When we hear news of a recent suicide, whether near or remote to our own lives, everything in us stops still. We naturally think: “why suicide?” Understanding and examining suicidal tendencies is unquestionably one of the most mysterious, difficult topics to broach. In “The Bridge,” a documentary by director Eric Steel, the conditions surrounding suicide are probed through Golden Gate Bridge suicides that took place in 2004.
Watching this film is not for the faint of heart. If real footage of people jumping to their death is not for you, I’d recommend passing on this film. Is it a movie to heal by? I cannot begin to fairly judge since I have never personally suffered a suicide. What I can say is, this movie intensely explores the pain, reflections, and thoughts of family and friends who remain behind on their lifelong journey of healing.
As I watch The Bridge in my San Francisco apartment just minutes from the actual Golden Gate Bridge, it’s appropriately a dreary, rainy day; the distant intermittent sound of a foghorn can be heard. The powerful grip of the film slowly takes me under into a gloomy, depressing place. I think: who can possibly resist the sheer potency of this melancholy film to alter one’s own mental state? Once there, we understand that the director must take us to this place where suicide lives before we can begin to examine it. We find ourselves getting a true glimpse into the mental state of those who have jumped and the family and friends who remain to live with the pain. Watching is painful; yet we gain greater empathy towards those who jumped, and the survivors, as we hear their stories.
This movie uses stunning images of the massive red painted steel struts to depict the Golden Gate Bridge, one of the most beautiful and romantic bridges in the world. It serves both as metaphor and vehicle for suicide. It sways in the wind, as emotions do, with the mystery of the fog rolling endlessly through the steel beams. Obscuring our perspective of reality, it spans between the solid footed rock that represents a healthy life. Reality is always on the horizon – so near and yet so far. Eric Steel uses blurred images of streaming tourists and cars juxtaposed against focused images of those who lean at the railing edge, contemplating a jump. As one parent notes, the “false romantic promise of the bridge is magnetic.” We struggle along with the film to understand and make sense of such a tragic, senseless act.

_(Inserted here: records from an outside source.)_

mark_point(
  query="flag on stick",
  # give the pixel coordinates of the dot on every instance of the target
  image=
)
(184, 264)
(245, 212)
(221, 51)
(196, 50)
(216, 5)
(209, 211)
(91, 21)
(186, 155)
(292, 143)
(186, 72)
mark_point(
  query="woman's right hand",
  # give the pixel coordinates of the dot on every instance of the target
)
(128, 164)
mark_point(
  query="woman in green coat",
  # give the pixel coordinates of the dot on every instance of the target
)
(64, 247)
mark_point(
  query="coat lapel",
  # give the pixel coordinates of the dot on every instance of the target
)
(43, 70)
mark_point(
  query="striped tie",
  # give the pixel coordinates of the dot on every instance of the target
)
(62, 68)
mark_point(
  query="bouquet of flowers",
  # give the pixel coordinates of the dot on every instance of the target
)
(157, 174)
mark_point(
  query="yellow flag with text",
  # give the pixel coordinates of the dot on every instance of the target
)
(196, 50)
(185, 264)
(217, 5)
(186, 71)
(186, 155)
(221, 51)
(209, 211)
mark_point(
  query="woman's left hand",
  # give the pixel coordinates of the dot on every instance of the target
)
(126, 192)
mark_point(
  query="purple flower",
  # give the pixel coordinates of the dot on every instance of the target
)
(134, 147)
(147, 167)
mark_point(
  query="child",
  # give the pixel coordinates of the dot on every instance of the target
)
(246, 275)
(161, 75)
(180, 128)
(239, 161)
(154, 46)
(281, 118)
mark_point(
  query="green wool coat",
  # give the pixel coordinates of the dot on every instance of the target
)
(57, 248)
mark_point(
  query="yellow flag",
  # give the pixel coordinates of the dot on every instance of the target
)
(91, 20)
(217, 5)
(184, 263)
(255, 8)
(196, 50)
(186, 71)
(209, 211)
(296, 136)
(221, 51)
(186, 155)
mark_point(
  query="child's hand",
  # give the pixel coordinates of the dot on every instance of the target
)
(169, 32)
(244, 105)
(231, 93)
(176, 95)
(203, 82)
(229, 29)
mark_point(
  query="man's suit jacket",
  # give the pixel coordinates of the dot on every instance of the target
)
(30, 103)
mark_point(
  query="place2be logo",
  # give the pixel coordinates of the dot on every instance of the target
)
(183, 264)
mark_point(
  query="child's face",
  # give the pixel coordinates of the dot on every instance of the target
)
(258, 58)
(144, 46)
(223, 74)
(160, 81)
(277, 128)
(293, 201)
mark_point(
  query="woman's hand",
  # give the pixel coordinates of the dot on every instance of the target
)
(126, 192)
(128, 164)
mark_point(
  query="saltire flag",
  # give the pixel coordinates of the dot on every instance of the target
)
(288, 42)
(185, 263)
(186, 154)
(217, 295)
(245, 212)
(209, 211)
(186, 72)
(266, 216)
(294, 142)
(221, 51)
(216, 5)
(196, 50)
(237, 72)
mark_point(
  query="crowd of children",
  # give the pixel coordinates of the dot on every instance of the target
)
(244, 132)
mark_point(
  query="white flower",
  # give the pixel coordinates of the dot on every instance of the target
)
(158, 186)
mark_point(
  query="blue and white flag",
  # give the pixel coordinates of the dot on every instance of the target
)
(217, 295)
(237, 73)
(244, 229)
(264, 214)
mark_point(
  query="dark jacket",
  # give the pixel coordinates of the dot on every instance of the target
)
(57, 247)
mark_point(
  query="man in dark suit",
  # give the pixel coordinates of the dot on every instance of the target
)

The film is a series of interviews with family and friends who tell stories of those they lost to suicide and the circumstances that played out beforehand. The viewer is tossed into a range of emotions. One cannot help but seek patterns and answers. Was it their need for finding love? Were they out of step with society due to a condition or a form of depression? We listen to how meds take them down instead of up, often resulting in being confined to clinics or homes, and in some cases homeless. “Nothing would change his mind. I think the medicines make him worse,” a mother notes. Some cry hopelessly as they travel to the bridge to jump. As they stand by the bridge’s rail overlooking their impending death, we watch people walk by completely unaware. We witness a few who reach out to grab them as they climb over the rail. “The only way to stop the pain, is by more pain,” a parent describes, referring to the jump off the bridge. Another states: “He thought his body was a prison and [jumping] was the only way he could get free.”
This film does not judge its subjects; in its short duration, it simply allows us to grapple with the reality of suicide. By the end, we accept that there is no set pattern. We see each interviewee express their own personal coping with suicide, and accept it at face value. As one parent says, ”I just know she’s at peace.” The Bridge is a vehicle to display the great range of emotions of those who will spend the rest of their lives living with a suicidal loss. Kevin, the only survivor of a jump, describes his desire to die as “an alien” or out-of-body experience. In a way, this film is also an out-of-body experience, as we learn what it must feel like, however temporary, for the survivors who will exist in that place for a very long time. My heart goes out to all of them.